O que precisa ser feito
A formação docente atual não está preparada para lidar com o racismo estrutural nas escolas, defende a professora. Fabiana reforça que a formação ainda é muito limitada e muitas vezes reproduz o racismo institucional. “A ausência de conteúdos obrigatórios sobre educação étnico-racial mostra que os professores não estão sendo preparados para intervir em situações de racismo na escola. É urgente investir em formação continuada e garantir que a lei 10.639 seja efetivamente implementada.”
Para a pesquisadora, a principal contribuição de sua tese é mostrar que nossas experiências produzem conhecimento. “Ao trazer as escrevivências e corpografias negras para o centro, a pesquisa rompe com a lógica eurocentrada e valoriza narrativas que sempre foram silenciadas. Isso abre caminho para práticas pedagógicas que reconhecem a subjetividade das crianças negras e criam ambientes mais afetivos e emancipatórios”, acredita ela.
Ganhar o Prêmio Vladimir Herzog foi muito significativo para Fabiana. “Estar na academia nunca foi fácil. Sempre precisei conciliar trabalho, estudo e sobrevivência. Receber o Prêmio Vladimir Herzog representa um reconhecimento não apenas da minha trajetória, mas também da luta coletiva das mulheres negras na educação”.
Ela acredita que é uma forma de legitimar as narrativas e afirmar que a pedagogia antirracista têm potência transformadora. “Esse reconhecimento dialoga diretamente com a luta, porque amplia nossa visibilidade, fortalece nossas vozes e incentiva mais pessoas a se engajarem nesse movimento.”
Além de tudo, é preciso esperançar numa prática antirracista, como ensina o filósofo e escritor Renato Noguera.

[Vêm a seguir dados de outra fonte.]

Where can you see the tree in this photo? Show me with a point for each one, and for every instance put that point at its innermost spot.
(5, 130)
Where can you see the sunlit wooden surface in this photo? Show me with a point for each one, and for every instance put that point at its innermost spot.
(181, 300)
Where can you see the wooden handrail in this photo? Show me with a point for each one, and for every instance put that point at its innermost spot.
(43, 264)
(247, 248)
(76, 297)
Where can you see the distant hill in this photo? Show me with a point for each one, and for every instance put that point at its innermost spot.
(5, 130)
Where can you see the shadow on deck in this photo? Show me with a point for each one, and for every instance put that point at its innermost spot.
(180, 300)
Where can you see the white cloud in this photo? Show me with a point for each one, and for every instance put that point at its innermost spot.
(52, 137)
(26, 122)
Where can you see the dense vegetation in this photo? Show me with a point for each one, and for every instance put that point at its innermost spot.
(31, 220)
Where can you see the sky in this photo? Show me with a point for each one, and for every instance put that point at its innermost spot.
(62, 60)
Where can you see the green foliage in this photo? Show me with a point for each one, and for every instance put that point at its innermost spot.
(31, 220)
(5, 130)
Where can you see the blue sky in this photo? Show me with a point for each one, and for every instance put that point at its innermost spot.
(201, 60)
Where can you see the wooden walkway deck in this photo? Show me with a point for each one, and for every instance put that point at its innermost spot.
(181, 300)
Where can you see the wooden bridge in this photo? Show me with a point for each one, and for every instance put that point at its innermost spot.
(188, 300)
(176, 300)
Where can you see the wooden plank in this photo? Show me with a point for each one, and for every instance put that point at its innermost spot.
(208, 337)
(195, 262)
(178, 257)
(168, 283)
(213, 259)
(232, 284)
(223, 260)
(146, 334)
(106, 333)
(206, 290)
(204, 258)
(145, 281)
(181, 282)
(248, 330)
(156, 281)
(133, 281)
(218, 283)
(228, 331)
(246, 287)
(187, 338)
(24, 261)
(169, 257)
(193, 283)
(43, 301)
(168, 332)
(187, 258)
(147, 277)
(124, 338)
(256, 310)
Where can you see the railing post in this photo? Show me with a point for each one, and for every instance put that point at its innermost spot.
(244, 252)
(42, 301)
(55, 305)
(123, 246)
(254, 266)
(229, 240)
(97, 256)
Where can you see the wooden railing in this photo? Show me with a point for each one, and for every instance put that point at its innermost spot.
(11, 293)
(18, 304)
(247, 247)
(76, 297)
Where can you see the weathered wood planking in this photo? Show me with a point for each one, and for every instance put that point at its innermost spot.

Para 2030, Fabiana imagina uma escola que seja um espaço de bem viver, onde as crianças negras tenham acesso à cultura, ao lazer, à tecnologia e a uma educação de qualidade. “Uma escola que valorize suas histórias, que tenha professores preparados para lidar com o racismo e que ofereça segurança e acolhimento. Uma escola democrática, afetiva e antirracista, capaz de garantir que essas crianças cresçam com dignidade e esperança.”